La vestimenta de los momentos cruciales que he vivido

Volvamos a tomar esto como un recóndito y placentero refugio personal, como una cala en la costa gerundense a la que sólo puedes acceder nadando (si eres fuerte) o en kayak (si eres yo). Ah, algo muy apropiado para combatir la sequedad del ambiente y el incesante calor. Lo llevo muy mal, imagino que lo habré comentado un buen puñado de veces. No deja de ser cierto.
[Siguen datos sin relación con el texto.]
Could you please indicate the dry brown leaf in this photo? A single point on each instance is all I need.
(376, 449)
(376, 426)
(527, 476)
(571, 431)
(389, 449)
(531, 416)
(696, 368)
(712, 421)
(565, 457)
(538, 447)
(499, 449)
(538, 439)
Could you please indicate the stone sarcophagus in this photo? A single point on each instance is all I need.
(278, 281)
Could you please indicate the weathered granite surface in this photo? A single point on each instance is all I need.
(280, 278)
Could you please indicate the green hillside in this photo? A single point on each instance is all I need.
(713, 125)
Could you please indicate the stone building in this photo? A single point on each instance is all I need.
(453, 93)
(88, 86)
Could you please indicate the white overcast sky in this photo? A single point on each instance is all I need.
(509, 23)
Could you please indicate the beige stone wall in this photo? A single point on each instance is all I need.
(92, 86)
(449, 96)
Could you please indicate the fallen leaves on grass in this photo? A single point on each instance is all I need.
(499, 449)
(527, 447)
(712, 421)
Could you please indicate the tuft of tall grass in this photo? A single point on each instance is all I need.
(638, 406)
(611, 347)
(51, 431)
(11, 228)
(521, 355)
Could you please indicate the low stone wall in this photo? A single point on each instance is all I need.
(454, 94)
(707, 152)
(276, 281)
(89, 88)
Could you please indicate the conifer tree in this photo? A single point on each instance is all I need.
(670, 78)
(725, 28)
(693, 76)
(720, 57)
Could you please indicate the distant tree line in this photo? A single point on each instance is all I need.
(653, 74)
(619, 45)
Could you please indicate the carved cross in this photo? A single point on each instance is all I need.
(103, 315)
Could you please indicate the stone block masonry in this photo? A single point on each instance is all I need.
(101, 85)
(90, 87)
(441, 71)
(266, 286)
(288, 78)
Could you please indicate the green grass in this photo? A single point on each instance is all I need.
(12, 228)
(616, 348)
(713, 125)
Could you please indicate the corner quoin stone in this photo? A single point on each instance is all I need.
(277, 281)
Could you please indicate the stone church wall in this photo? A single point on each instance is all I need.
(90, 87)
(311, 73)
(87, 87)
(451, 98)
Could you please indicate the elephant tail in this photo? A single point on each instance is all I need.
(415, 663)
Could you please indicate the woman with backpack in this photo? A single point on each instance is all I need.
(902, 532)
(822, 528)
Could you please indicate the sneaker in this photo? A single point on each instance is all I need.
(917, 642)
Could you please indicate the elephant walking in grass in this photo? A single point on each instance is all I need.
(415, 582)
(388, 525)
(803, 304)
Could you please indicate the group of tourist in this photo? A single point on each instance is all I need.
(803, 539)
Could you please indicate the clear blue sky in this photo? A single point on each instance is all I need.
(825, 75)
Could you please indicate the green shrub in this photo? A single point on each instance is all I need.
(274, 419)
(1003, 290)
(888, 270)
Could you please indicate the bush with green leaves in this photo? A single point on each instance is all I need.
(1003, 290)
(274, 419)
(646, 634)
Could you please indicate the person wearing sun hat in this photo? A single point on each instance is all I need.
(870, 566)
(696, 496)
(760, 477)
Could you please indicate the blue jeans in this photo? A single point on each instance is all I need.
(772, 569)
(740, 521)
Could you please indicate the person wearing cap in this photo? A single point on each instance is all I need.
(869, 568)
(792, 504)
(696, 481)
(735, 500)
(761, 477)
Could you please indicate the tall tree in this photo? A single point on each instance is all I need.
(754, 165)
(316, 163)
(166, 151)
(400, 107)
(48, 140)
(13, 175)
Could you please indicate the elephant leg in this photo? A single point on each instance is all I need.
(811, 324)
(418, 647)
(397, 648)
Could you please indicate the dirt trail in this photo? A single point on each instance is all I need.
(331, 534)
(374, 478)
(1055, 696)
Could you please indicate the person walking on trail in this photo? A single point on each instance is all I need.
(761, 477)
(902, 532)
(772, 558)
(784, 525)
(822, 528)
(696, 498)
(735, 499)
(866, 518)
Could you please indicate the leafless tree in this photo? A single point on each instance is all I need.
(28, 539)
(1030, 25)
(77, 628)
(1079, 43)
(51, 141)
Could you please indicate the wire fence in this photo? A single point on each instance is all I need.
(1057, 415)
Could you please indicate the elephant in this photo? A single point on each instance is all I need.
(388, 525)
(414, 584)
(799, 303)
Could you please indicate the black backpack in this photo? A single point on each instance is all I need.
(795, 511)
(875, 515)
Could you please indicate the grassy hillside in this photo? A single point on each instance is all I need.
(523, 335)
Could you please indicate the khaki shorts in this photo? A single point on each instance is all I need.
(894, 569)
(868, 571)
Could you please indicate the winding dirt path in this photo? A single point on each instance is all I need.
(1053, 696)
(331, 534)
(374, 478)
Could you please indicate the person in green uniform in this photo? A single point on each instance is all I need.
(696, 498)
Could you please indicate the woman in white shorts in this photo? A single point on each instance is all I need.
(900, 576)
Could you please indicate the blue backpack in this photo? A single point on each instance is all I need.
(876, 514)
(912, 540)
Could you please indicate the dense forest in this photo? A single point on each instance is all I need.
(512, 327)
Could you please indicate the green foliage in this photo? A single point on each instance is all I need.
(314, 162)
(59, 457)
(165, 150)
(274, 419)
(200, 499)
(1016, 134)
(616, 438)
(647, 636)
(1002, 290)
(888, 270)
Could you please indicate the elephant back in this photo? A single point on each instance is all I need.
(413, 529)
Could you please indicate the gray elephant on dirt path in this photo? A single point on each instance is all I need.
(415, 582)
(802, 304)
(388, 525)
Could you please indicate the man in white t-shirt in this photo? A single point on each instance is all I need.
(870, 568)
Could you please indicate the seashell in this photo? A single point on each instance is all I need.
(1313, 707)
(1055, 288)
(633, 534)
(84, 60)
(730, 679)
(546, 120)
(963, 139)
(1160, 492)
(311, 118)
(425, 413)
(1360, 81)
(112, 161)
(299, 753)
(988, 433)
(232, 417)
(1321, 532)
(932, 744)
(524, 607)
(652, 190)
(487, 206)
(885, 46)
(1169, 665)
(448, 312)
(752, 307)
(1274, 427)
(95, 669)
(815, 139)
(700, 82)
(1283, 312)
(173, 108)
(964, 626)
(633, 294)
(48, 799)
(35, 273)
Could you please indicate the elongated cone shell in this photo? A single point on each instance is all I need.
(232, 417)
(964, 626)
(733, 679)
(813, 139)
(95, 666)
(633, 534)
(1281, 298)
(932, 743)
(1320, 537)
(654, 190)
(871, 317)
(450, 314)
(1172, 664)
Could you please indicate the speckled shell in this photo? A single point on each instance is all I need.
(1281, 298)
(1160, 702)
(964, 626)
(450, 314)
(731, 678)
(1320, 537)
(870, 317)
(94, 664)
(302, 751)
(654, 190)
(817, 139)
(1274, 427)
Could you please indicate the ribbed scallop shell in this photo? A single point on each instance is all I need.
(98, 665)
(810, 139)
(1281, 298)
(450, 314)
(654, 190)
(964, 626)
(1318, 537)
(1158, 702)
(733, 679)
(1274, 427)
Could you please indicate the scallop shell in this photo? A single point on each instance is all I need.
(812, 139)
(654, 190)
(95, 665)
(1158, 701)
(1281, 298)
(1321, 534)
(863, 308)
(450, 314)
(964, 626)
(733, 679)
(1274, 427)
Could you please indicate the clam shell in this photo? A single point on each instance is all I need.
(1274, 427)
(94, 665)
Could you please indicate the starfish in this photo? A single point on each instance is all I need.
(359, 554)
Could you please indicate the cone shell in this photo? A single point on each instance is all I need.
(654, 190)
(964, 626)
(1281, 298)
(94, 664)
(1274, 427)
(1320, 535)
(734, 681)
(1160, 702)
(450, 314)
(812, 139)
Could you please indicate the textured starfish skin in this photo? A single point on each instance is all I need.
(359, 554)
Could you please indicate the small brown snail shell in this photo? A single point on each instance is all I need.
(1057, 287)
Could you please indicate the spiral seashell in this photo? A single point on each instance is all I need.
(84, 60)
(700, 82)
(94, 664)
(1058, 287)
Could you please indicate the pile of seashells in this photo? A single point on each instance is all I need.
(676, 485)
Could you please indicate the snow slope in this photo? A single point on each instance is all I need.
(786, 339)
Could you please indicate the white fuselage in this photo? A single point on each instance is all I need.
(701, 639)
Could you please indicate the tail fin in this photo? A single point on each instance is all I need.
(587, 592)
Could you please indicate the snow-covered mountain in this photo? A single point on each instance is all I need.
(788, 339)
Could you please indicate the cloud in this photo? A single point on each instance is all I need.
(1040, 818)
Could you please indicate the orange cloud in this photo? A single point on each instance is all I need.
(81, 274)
11/365: Pinstripes de bubbly toes en Flickr

Por diversas cuestiones de la vida, todas ellas atribuibles a mi perturbación mental, crónica, he desarrollado una extraña obsesión, un matiz enfermizo más propio de dementes encerrados en oscuros castillos reformados como sanatorios mentales de habitaciones acolchadas que de una persona con un mínimo de personalidad. ¿Qué le voy a hacer? Mi psicólogo dice que si lo digo muy fuerte y aprieto los puños, es probable que se cumpla. Mi psiquiatra dice que no, y que me tome esa píldora antes de… Mierda. Luego, si eso. El tema, basta ya de rodeos absurdos (que me chiflan) es que tengo una misteriosa (y ciertamente inútil) habilidad que me permite recordar qué ropa llevaba puesta en los que considero los momentos más importantes de mi vida. Digamos, desde los 15 hasta hoy, hasta los 23 y algo.

Tengo poquísimo olfato (hay quien me dice que ya puedo empezar a fumar, porque no puedo perder más ese sentido), un oído aceptable y una vista realmente buena que, lamentablemente, me esfuerzo en machacar diariamente. Así que supongo que, a golpe de verme desde fuera en esas situaciones, digamos cumbre, de mi vida, me he terminado quedando con qué camisa o camiseta o qué pantalones llevaba. Y hasta el calzado en algún caso concreto. Hablo de cuando aprobé el práctico de coche, la primera vez que firmé un contrato «de mayor», el día en que quedé con aquella chica de quien andaba detrás durante tanto tiempo y que terminó dándome un beso o de la primera vez que fo… Ups, casi lo digo. ¿Sí, queréis que lo diga? Putos morbosos. Cómo os envidio en estos momentos, ahí todos, desde la barrera, sin exponerse a nada. Está bien, y la primera vez que formé una banda de rock en un garage.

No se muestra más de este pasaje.